There they ate of the lamb roast with fire, and on the day after the Passover, they ate of the old corn of the land, and unleavened cakes and parched corn. How delightful this all must have been after those long weary wilderness journeyings.
Every day for forty years the manna had not ceased to fall around their tents; but now we read that after they had tasted the old corn of the land, the manna ceased to come any more. They ate of the fruit of the land of Canaan that year, but it was in Gilgal they tasted it first.
They kept the Passover in remembrance of the night they left Egypt. When they ate the lamb in Egypt, it was the beginning of their journey. They ate it in haste because they were going to fly from the power of Pharaoh. But when they ate the Passover on the other side of the Jordan, they had come to the end of their journey, and they could look back in peace and remember all that God had done for them.
He had in His mercy brought forth His people whom He had redeemed, and He had guided them in His strength to His holy habitation. He had brought them into the promised land and there they kept the Passover again, for it was a night to be much remembered.

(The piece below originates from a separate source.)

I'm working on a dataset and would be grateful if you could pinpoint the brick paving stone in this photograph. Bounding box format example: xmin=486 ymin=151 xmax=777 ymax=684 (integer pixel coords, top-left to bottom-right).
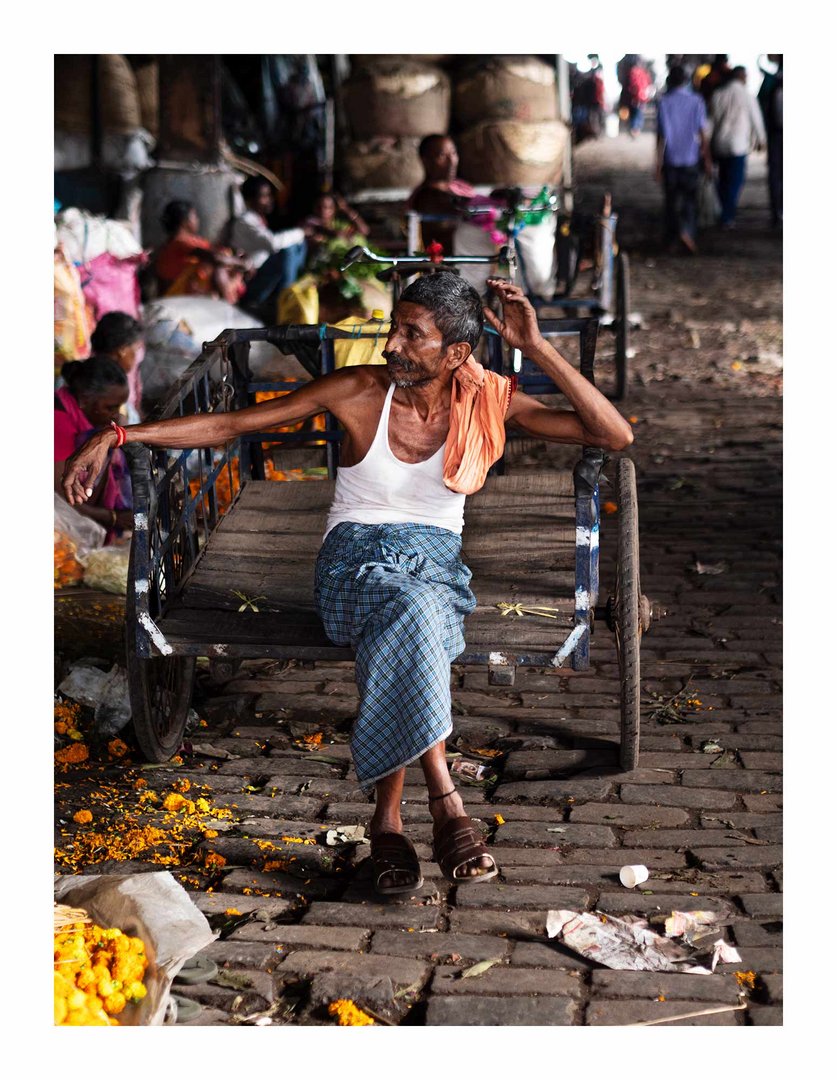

When we are at home with the Lord in the glory, we shall never forget the cross. But there we shall have the Lord Jesus Himself — the One who is God’s Lamb, who is also the manna, the Bread which came down from heaven, and also the old corn of the land; for all these are figures to teach us the different ways in which Jesus is known and enjoyed by His heavenly people.
The manna came down to where they were and lay all around them in the wilderness, but the corn only grew in Canaan, and they must be in the land to get it. When we speak of feeding upon Jesus as the manna, we mean that we enjoy Him as the humbled Man down here when He took the form of a servant and became obedient unto death. Every word He spoke down here and everything He did was like the small coriander seed which the children of Israel gathered. And the Holy Spirit loves to gather and admire, and to delight in the ways and manners of this heavenly Man, and to feed upon Him in our hearts.
But when we speak of feeding upon Him as the old corn of the land, we mean that we are enjoying Him as the risen Man who is gone up to glory. The same Jesus still, but risen from the dead and set down at God’s right hand in heaven. All power is His, and all the glory is His, and we who believe are one with Him where He is.